Eight mothers transmitted virus to their infants during the chronic phase of the disease course, at time points ranging from 81 to 360 days p.i. These late transmitting mothers had similar plasma viral loads and similar courses of disease progression as compared to non-transmitting mothers. Transmitting mothers, however, had one or more milk samples with greater than 500 copies of viral RNA/ml, and expressed higher average milk viral loads than non-transmitters over the chronic stage of disease. These results are consistent with observations in HIV-infected women that higher milk viral loads and consistent shedding of virus in milk correlate with infant infection . Due to frequent longitudinal sampling and the controlled environment provided by the macaque model, this correlate of transmission was more precisely defined in the SIV model than in cohorts of HIV infected women.
Despite disease progression in the mothers, four infants remained uninfected in this study. Each of the non-transmitters continued to lactate and remained housed with their infant until at end-stage disease. Although plasma viral loads and CD4+ T cell counts were similar to those in late transmitting mothers, milk viral loads were less than 500 copies/ml at each time point evaluated. These results suggest that the dynamics of virus expression in milk are critical to infant infection. Macaques that display a profile of high plasma viral load, with low levels of virus expression in milk will be valuable tools for deciphering the viral properties and mechanisms responsible for expression in milk.

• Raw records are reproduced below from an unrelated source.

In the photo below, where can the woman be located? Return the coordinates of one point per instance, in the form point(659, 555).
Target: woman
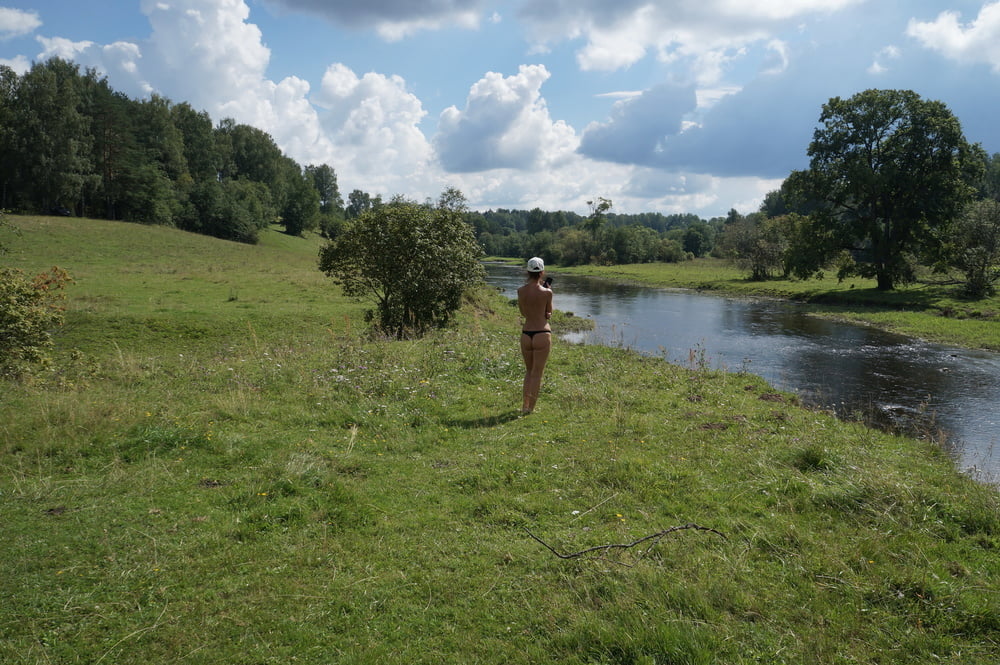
point(534, 299)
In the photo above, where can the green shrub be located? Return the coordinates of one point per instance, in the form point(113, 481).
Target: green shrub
point(29, 309)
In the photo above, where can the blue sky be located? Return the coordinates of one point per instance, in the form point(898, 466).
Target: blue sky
point(672, 106)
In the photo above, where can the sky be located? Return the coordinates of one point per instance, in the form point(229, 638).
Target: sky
point(670, 106)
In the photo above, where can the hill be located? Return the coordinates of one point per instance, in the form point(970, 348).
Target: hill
point(222, 467)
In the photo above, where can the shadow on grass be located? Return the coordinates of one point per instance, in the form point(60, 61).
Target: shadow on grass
point(486, 421)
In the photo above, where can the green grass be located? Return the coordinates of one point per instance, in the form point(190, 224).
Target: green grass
point(207, 479)
point(936, 312)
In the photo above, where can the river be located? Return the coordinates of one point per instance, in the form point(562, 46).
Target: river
point(950, 393)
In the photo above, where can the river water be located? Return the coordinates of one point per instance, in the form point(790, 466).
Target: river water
point(950, 393)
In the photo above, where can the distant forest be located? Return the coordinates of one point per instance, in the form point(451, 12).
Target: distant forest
point(72, 145)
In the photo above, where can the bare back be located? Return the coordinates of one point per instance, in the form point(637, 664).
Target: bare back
point(535, 302)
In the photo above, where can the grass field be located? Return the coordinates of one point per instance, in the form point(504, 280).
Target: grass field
point(221, 467)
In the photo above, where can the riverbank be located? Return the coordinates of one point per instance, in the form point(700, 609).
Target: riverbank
point(221, 467)
point(933, 312)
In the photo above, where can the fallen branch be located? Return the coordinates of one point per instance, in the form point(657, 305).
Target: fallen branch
point(656, 537)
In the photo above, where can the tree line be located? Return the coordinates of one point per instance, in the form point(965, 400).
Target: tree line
point(73, 145)
point(892, 188)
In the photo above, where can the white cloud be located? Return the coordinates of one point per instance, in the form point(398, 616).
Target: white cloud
point(372, 123)
point(708, 34)
point(505, 124)
point(19, 64)
point(640, 127)
point(884, 55)
point(394, 19)
point(17, 22)
point(975, 42)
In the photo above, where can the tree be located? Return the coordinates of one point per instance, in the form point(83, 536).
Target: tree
point(755, 244)
point(412, 261)
point(53, 135)
point(976, 247)
point(360, 202)
point(302, 205)
point(324, 179)
point(890, 171)
point(597, 218)
point(29, 309)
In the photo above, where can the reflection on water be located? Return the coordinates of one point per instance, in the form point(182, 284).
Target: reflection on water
point(890, 379)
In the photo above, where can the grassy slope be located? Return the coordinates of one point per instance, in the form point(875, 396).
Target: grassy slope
point(229, 473)
point(932, 312)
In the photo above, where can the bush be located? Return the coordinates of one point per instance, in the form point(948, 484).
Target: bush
point(29, 309)
point(412, 261)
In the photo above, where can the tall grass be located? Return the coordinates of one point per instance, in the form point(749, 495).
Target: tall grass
point(200, 482)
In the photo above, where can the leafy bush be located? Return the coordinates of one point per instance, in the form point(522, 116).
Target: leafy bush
point(412, 261)
point(29, 309)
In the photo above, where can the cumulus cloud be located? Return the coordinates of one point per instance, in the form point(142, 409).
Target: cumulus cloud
point(372, 121)
point(393, 19)
point(207, 53)
point(505, 124)
point(974, 42)
point(882, 58)
point(707, 34)
point(17, 22)
point(19, 64)
point(640, 126)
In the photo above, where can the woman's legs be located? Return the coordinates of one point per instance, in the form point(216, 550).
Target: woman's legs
point(535, 350)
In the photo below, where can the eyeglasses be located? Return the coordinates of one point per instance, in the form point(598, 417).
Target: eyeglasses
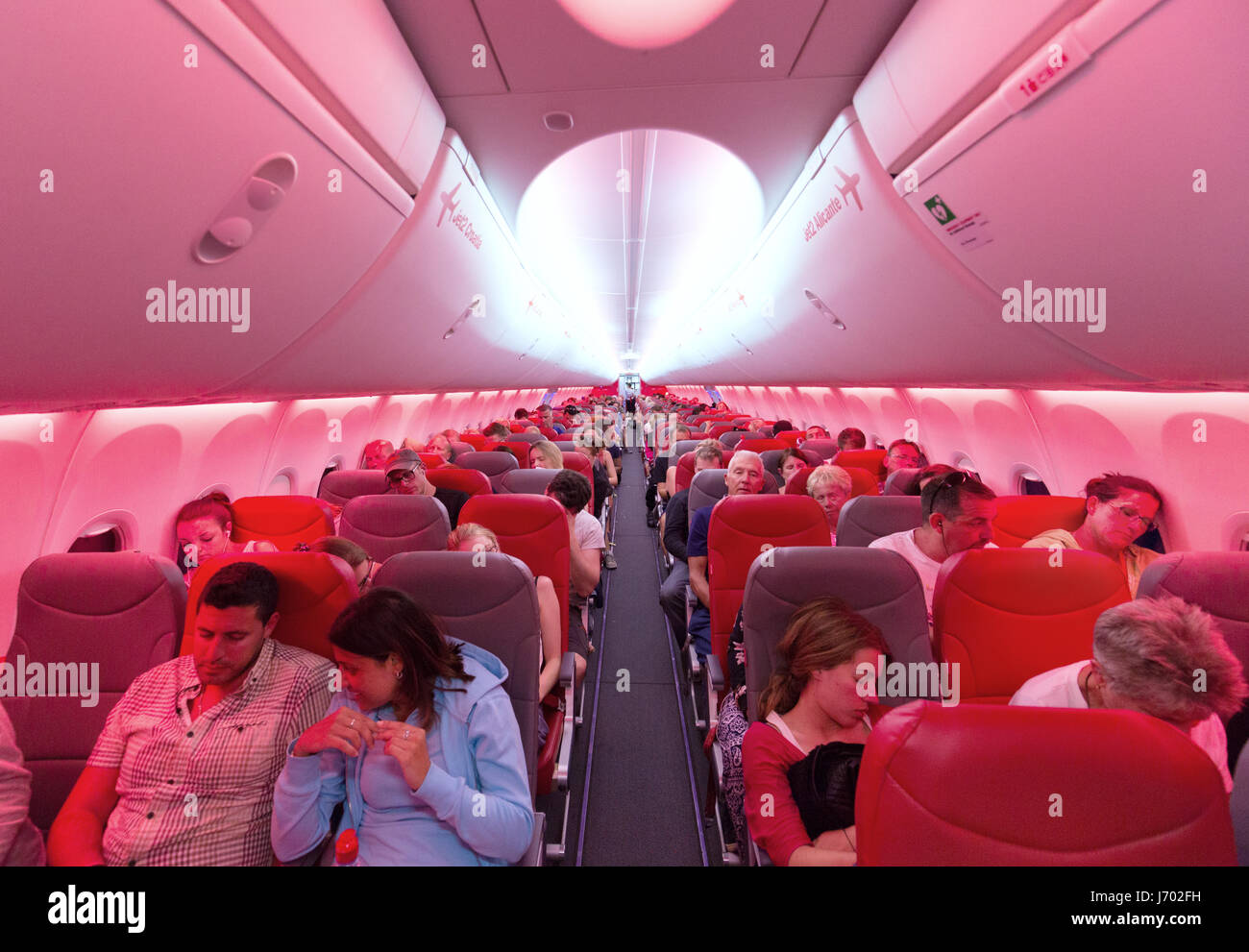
point(1129, 514)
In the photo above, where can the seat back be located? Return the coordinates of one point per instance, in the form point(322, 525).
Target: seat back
point(704, 489)
point(387, 525)
point(119, 614)
point(903, 482)
point(1006, 615)
point(313, 589)
point(532, 528)
point(342, 485)
point(527, 480)
point(862, 482)
point(475, 482)
point(1020, 518)
point(824, 449)
point(978, 785)
point(742, 527)
point(492, 464)
point(488, 599)
point(869, 460)
point(1219, 583)
point(866, 519)
point(282, 520)
point(879, 585)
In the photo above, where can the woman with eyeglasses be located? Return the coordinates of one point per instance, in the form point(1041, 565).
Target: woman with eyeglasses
point(362, 566)
point(421, 746)
point(1119, 510)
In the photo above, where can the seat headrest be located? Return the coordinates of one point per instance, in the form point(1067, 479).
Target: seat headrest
point(975, 785)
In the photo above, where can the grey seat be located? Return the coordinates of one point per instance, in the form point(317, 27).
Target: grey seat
point(866, 519)
point(532, 481)
point(342, 485)
point(488, 599)
point(902, 482)
point(1218, 582)
point(492, 462)
point(123, 611)
point(383, 526)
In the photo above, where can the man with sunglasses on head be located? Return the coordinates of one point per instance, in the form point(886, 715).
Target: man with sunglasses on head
point(957, 512)
point(1118, 510)
point(404, 473)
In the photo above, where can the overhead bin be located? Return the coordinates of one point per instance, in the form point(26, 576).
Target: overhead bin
point(448, 306)
point(1113, 185)
point(845, 248)
point(136, 139)
point(944, 59)
point(353, 58)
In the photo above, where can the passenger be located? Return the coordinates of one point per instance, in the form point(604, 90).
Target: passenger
point(363, 568)
point(474, 537)
point(204, 528)
point(931, 473)
point(441, 445)
point(957, 514)
point(183, 773)
point(674, 533)
point(545, 455)
point(20, 842)
point(423, 745)
point(586, 545)
point(745, 477)
point(1144, 657)
point(790, 462)
point(831, 487)
point(404, 473)
point(376, 453)
point(816, 696)
point(850, 439)
point(1118, 510)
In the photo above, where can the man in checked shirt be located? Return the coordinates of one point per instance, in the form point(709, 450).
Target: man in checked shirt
point(184, 771)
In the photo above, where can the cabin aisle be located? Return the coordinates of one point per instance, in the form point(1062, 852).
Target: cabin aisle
point(641, 807)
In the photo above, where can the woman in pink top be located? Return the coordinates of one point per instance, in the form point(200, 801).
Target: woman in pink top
point(815, 696)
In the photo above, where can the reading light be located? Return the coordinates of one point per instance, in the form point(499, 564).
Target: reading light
point(819, 304)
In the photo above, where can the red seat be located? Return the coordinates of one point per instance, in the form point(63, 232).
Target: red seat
point(1020, 518)
point(282, 520)
point(432, 460)
point(869, 460)
point(313, 587)
point(741, 528)
point(535, 530)
point(686, 468)
point(1037, 786)
point(475, 482)
point(1004, 615)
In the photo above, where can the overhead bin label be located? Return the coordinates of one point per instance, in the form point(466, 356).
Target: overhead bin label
point(848, 190)
point(968, 232)
point(458, 219)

While viral levels in milk could be identified as a correlate of transmission during the chronic stage of disease, milk viral loads never returned to levels as high as those observed during peak viremia at 14 days p.i. This implies that multiple factors, in addition to absolute levels of virus are responsible for infant infection through breastfeeding. During the period of acute viremia only two of 14 infants became SIV-infected through breastfeeding, despite exposure to high levels of virus in milk and the absence of SIV-specific immune responses. Viral loads in milk and plasma at 14 and 21 days p.i. were similar in all mothers, as were CD4+ T cell counts. The two early transmitting females, however, progressed to end stage disease rapidly and were found to have lower titers of envelope-specific antibody by day 98 p.i., as compared to the remaining 12 animals. Early transmitters also had the highest plasma virus levels at 56–98 days p.i., failed to recover numbers of CD4+ T cells after the initial loss observed at 14 days p.i., and were euthanized due to end-stage disease before 5 months. This profile of rapid disease progression in SIV-infected macaques has been reported and characterized by others [34–36].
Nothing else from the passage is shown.